The Sopranos seemed to me like a really great show, but the best thing ever to grace the small screen? I liked Homicide better. Buffy the Vampire Slayer, too. Ditto my latest TV crushes, Veronica Mars and Battlestar Galactica. But these shows don't get giant billboards and Vanity Fair covers like The Sopranos does. Don't get me wrong, I'm not hating on David Chase's show--I just wish people would save a few plaudits for some of the other great TV being produced.
All of which is a long wind-up to this interesting bit from Ross Douthat:
I would actually go a little further than this (and I do, in a forthcoming piece), and argue that The Sopranos is implicitly - and sometimes explicitly - a show about damnation, and how ordinary, often-sympathetic people can willingly choose to go to hell.
5 comments:
JVL:
If you have any interest in political philosophy, then The Sopranos is more or less modern Shakespeare. Douthat is correct: The Machiavellian implications are apparent for even a total dunce to see, but sometimes I think they've a Straussian writing some of these episodes. There are plenty more subtle ones lurking under the surface. One might reasonably suggest that the cause of Tony's depression would best be described in terms of the ancients: Modern life is unnatural and hence insuffiicient for nourishing the human soul.
I suggest you pull some serious DVD time with seasons 1-3 before you close the books on this show.
While agreeing that the first season was all the there there with regards to the Sopranos, I also enjoy the potentials of a show the embraces the narcissistic suckitude of being a materialistic and amoral person. Commentor Jon, let me disagree with you one a small point. If we regard Tony Soprano as a Shakespearan tragic hero, then what is his flaw? If Othello loved not poorly, but too much and Hamlet could not make up his mind, then whither Ant'ny (to use the Brooklyn vernacular)? I don't think we can point to the show as a modern Shakespearan tragedy, though I would happily be proven wrong on sucha matter.

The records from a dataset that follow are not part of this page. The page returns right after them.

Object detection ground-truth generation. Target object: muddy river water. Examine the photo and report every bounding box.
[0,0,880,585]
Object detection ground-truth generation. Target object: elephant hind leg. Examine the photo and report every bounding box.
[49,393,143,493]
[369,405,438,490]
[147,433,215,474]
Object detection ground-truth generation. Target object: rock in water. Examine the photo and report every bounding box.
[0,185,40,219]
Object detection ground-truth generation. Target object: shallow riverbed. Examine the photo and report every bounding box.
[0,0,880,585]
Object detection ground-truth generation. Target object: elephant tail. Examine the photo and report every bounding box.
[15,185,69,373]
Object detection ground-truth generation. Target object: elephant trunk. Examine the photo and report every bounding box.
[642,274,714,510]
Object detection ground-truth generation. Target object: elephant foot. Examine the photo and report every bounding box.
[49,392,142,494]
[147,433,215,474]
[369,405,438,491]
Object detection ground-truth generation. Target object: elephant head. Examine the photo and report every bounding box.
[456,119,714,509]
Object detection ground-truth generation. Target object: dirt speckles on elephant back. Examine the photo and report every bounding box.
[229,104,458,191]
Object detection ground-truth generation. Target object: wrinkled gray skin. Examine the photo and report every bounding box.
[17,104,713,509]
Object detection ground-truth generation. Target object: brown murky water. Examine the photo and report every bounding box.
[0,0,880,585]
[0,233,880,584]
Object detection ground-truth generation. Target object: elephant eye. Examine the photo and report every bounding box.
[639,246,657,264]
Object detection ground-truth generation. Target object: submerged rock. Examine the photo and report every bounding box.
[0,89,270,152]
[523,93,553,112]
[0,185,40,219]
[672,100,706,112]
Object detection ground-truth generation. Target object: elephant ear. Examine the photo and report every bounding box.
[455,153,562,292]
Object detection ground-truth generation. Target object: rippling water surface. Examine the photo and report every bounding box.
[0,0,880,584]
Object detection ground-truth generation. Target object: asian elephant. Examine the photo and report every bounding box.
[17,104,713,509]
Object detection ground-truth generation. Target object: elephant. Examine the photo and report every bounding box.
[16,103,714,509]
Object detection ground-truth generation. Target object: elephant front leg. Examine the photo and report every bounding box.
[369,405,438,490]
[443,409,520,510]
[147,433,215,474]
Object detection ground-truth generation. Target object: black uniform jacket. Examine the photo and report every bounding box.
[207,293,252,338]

Because Tony Sopranos behaviors tend to be driven by narcissistic need fulfillment, is his tragic flaw the choice to join the family business?
I think Tony's depression is a function of what was simply explained in the pilot, that which gives him stability - his family - he is in danger of losing, a la the ducks. In his fear to not need the common bonds of family, a weakness to a ruthless and cold blooded killer, his walls of isolation serve to both insulate him from those pesky emotions that might prevent him from whacking somebody like Big Pussy. Indeed those walls, those necessary and vital walls, are the source of his depression, because they prevent him from experiencing anything that would be perceived as normal or good.
I do not really understand those who lament the passing of a long running show, even one as lauded as the Sopranos. It is but television. Now Homicide, that was something a little different. ;)
Someone, call Hollywood and calmly explain to them that the world is going to hell in a handbasket, and the only thing that will put everything right is a six-episode crossover between The Shield and The Sopranos.
It worked for The Green Hornet and Batman. It worked for Transformers and GI Joe. It worked for Law & Order and Homicide.
And, goddammit, I didn't buy a big TV just so I could sit around and not watch Vic Makey beat the sh*t out of the Sopranos crew.
Would you care to rank Shield, Buffy and Battlestar?
You're my sire as I started watching Buffy after reading your Weekly Standard column. I liked all the Whedon oeuvre, but nothing since has matched up. What's next for the Buffyverse-spoiled?
Next up for Buffyverse junkies is Drive, which premiers April 20. It's written and created by Tim Minear, who was involved in Angel and Firefly and who masterminded two fabulous short-lived shows, Wonderfalls and The Inside.
If you haven't seen Wonderfalls, go get the DVDs. You won't be disappointed.